Natriuretic Peptides as Biomarkers of Treatment Response in Clinical Trials of Heart Failure.

机构信息

Cardiovascular Division, Brigham and Women's Hospital, Boston, Massachusetts.

Baylor Heart and Vascular Institute, Baylor University Medical Center, Dallas, Texas.

出版信息

JACC Heart Fail. 2018 Jul;6(7):564-569. doi: 10.1016/j.jchf.2018.02.007. Epub 2018 Mar 4.

Abstract

OBJECTIVES

This study sought to determine whether treatment-related changes in natriuretic peptides (NPs) predict longer-term therapeutic effects in clinical trials of heart failure (HF).

BACKGROUND

The lack of reliable predictors of efficacy of drugs and devices in HF has presented a major hurdle to the development and evaluation of novel therapies.

METHODS

The study conducted a trial-level analysis of 16 phase III chronic HF trials completed between 1987 and 2013 studying 18 therapeutic comparisons in 48,844 patients. Weighted Pearson correlation coefficients were calculated between average control- or placebo-corrected changes in NPs and longer-term treatment effects on clinical endpoints (expressed as log-transformed hazard ratios).

RESULTS

Median follow-up for clinical endpoints was 28 (25th to 75th percentile range: 18 to 36) months.
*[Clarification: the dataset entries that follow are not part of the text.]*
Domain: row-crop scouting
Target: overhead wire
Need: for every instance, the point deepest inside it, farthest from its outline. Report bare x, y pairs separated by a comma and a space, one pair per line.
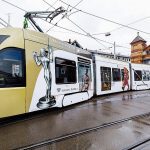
108, 20
141, 19
88, 34
68, 29
7, 24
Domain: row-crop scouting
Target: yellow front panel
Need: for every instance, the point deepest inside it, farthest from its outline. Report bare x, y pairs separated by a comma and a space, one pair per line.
12, 101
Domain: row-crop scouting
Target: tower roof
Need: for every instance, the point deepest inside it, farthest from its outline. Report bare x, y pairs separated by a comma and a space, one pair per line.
137, 39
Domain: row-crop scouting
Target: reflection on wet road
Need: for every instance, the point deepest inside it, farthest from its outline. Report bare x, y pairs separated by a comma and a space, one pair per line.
110, 138
74, 118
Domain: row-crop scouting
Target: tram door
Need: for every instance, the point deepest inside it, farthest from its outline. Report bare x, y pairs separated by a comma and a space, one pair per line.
105, 78
12, 81
84, 74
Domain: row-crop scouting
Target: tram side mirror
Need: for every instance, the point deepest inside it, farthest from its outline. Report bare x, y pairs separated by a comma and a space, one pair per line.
50, 51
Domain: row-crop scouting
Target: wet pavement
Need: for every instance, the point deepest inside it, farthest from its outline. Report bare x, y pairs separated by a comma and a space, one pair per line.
116, 137
144, 147
81, 116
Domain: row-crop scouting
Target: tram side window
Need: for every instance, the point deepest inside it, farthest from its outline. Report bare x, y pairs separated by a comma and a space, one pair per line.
105, 78
137, 75
146, 75
122, 74
65, 71
12, 67
116, 74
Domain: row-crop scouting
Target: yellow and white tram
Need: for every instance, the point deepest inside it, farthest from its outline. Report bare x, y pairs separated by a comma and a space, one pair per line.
38, 72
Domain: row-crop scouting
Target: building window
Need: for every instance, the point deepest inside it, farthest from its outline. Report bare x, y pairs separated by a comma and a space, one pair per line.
12, 67
116, 74
105, 78
65, 71
137, 75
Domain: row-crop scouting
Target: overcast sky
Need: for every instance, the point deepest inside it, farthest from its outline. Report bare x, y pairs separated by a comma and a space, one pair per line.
121, 11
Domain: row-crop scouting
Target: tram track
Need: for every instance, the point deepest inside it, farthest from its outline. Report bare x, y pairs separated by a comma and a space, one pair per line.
138, 144
85, 131
33, 115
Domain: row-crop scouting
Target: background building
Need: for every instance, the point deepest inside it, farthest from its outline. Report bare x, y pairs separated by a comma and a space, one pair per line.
140, 52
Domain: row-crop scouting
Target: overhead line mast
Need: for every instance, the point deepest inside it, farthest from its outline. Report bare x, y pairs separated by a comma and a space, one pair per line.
46, 15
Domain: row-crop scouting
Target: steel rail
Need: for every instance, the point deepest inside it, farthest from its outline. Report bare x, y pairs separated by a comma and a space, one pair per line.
138, 144
81, 132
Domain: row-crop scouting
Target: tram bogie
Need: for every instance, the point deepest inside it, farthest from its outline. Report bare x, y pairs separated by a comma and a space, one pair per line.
38, 72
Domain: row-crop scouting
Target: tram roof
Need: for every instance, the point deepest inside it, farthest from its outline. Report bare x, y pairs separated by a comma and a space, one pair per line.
38, 37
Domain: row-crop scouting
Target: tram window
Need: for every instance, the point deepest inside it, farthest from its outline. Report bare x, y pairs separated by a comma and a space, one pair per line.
12, 67
116, 74
105, 78
122, 74
65, 71
137, 75
146, 75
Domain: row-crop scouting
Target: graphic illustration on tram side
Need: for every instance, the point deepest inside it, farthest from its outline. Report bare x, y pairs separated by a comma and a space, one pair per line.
105, 78
125, 78
47, 100
84, 77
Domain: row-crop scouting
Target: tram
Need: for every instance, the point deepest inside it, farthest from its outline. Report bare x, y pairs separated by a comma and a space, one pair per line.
38, 72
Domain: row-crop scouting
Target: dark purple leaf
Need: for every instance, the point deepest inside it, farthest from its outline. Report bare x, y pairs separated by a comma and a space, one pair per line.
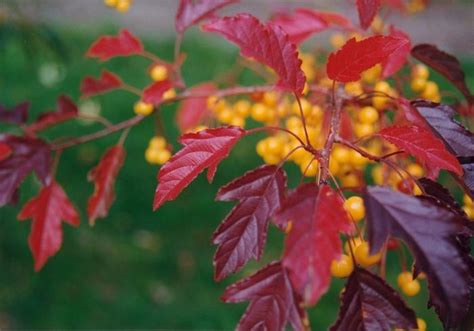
370, 304
273, 302
28, 155
441, 119
431, 233
242, 234
455, 136
446, 64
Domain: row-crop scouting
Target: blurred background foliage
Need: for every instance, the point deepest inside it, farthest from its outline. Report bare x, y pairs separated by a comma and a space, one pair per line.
136, 268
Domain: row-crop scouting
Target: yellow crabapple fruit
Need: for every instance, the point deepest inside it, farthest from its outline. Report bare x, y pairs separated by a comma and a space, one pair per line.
363, 257
143, 108
159, 73
368, 115
355, 208
343, 267
157, 142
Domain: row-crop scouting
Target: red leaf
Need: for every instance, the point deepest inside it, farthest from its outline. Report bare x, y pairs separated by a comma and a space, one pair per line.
430, 231
108, 81
423, 145
300, 25
397, 59
65, 110
242, 234
313, 242
5, 151
28, 155
367, 10
268, 44
104, 176
47, 211
193, 111
17, 115
154, 93
273, 302
205, 149
370, 304
347, 64
446, 64
190, 13
107, 47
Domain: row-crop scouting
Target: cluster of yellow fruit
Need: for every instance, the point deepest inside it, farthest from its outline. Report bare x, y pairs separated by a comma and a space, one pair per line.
229, 113
157, 151
357, 250
420, 84
468, 207
157, 73
409, 286
122, 6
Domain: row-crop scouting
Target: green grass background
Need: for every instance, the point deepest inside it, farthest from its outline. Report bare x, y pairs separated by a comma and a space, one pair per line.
136, 268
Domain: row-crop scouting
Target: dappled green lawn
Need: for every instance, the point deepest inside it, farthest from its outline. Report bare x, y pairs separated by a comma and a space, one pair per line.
135, 269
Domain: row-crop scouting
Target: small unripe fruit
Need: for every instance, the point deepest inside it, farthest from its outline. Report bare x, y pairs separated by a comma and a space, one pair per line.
368, 115
159, 73
143, 108
343, 267
355, 208
363, 257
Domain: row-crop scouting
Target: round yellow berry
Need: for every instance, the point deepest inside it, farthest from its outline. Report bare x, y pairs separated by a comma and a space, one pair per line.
262, 147
404, 277
411, 288
143, 108
431, 91
357, 159
163, 156
420, 71
211, 102
415, 170
363, 257
355, 207
225, 115
270, 99
418, 84
157, 142
151, 155
309, 167
259, 112
159, 73
354, 243
353, 88
242, 108
343, 267
111, 3
170, 94
368, 115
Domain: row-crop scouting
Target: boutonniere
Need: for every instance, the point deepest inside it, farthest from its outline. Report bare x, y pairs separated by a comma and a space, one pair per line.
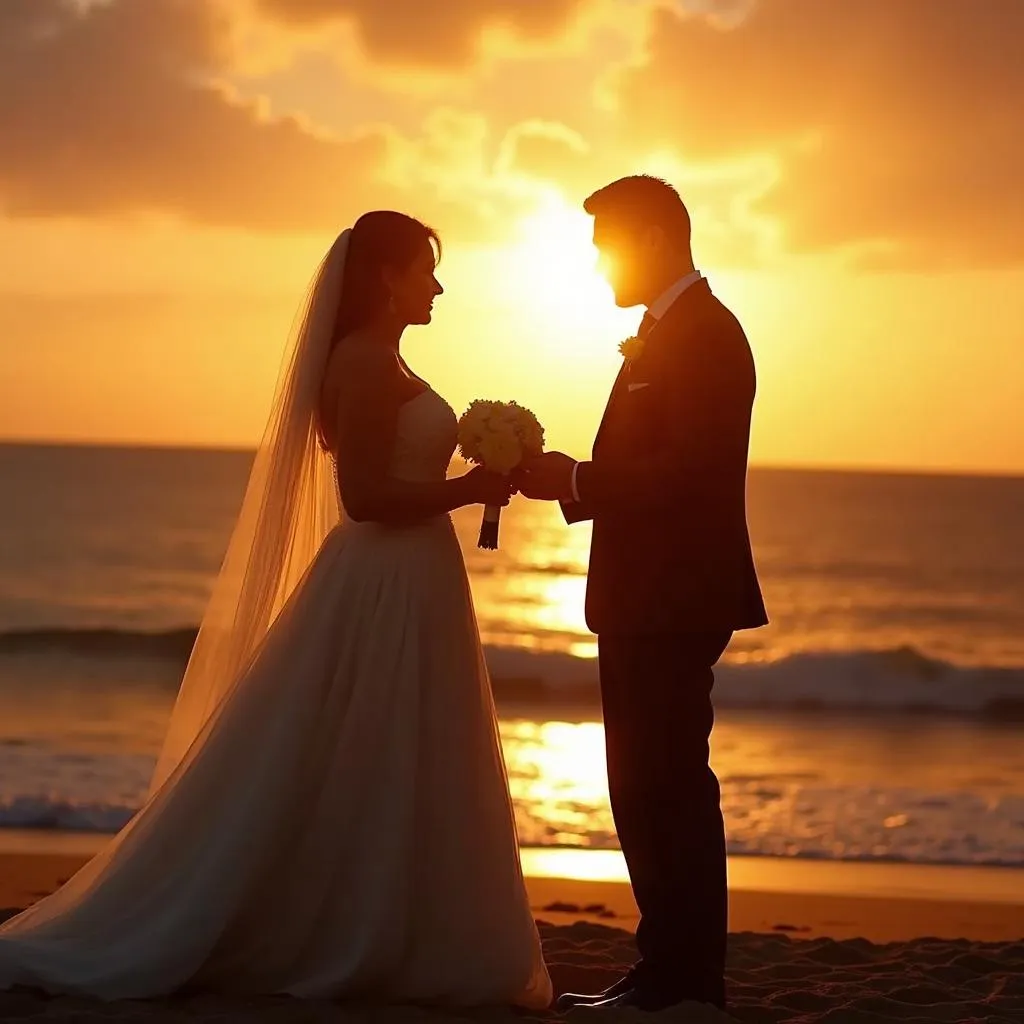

NPs were available in a median of 748 (25th to 75th percentile range: 270 to 1,868) patients and measured at a median of 4 (25th to 75th percentile range: 3 to 6) months after randomization. Treatment-related changes in NPs were not correlated with longer-term treatment effects on all-cause mortality (r = 0.12; p = 0.63), but were correlated with HF hospitalization (r = 0.63; p = 0.008). Correlation with HF hospitalization improved when analyses were restricted to trials completed in the last decade (>2010; r = 0.92; p = 0.0095), using N-terminal pro-B-type NP assays (r = 0.65; p = 0.06), and evaluating inhibitors of the renin-angiotensin-aldosterone system (r = 0.97; p = 0.0002).

CONCLUSIONS

When examining a broad range of interventions, therapy-related changes in NPs appeared modestly correlated with longer-term therapeutic effects on hospitalization for HF, but not with effects on all-cause mortality. These observations raise important caveats regarding the use of NPs in phase II trials for decision making regarding phase III trials.

摘要

目的

本研究旨在确定利钠肽(NPs)的治疗相关变化是否可预测心力衰竭(HF)临床试验的长期治疗效果。

背景

缺乏对 HF 药物和器械疗效的可靠预测因素,一直是新型治疗方法的开发和评估面临的主要障碍。

方法

本研究对 1987 年至 2013 年期间完成的 16 项 III 期慢性 HF 试验进行了试验水平分析,共涉及 48844 例患者的 18 种治疗比较。计算了平均对照或安慰剂校正的 NPs 变化与临床终点的长期治疗效果(表示为对数转换的危险比)之间的加权 Pearson 相关系数。

结果

临床终点的中位随访时间为 28 个月(25 至 75 百分位范围:18 至 36)。在中位数为 748 例(25 至 75 百分位范围:270 至 1868)患者中可获得 NPs,在随机分组后中位数为 4 个月(25 至 75 百分位范围:3 至 6)时进行测量。NPs 的治疗相关变化与全因死亡率的长期治疗效果无关(r=0.12;p=0.63),但与 HF 住院治疗相关(r=0.63;p=0.008)。当分析仅限于最近十年(>2010 年)完成的试验时(r=0.92;p=0.0095),当使用 N 末端前 B 型利钠肽检测(r=0.65;p=0.06),并评估肾素-血管紧张素-醛固酮系统抑制剂(r=0.97;p=0.0002)时,相关性得到改善。

结论

在检查广泛的干预措施时,NPs 的治疗相关变化与 HF 住院治疗的长期治疗效果呈适度相关,但与全因死亡率无关。这些观察结果对在 II 期试验中使用 NPs 做出关于 III 期试验的决策提出了重要的警示。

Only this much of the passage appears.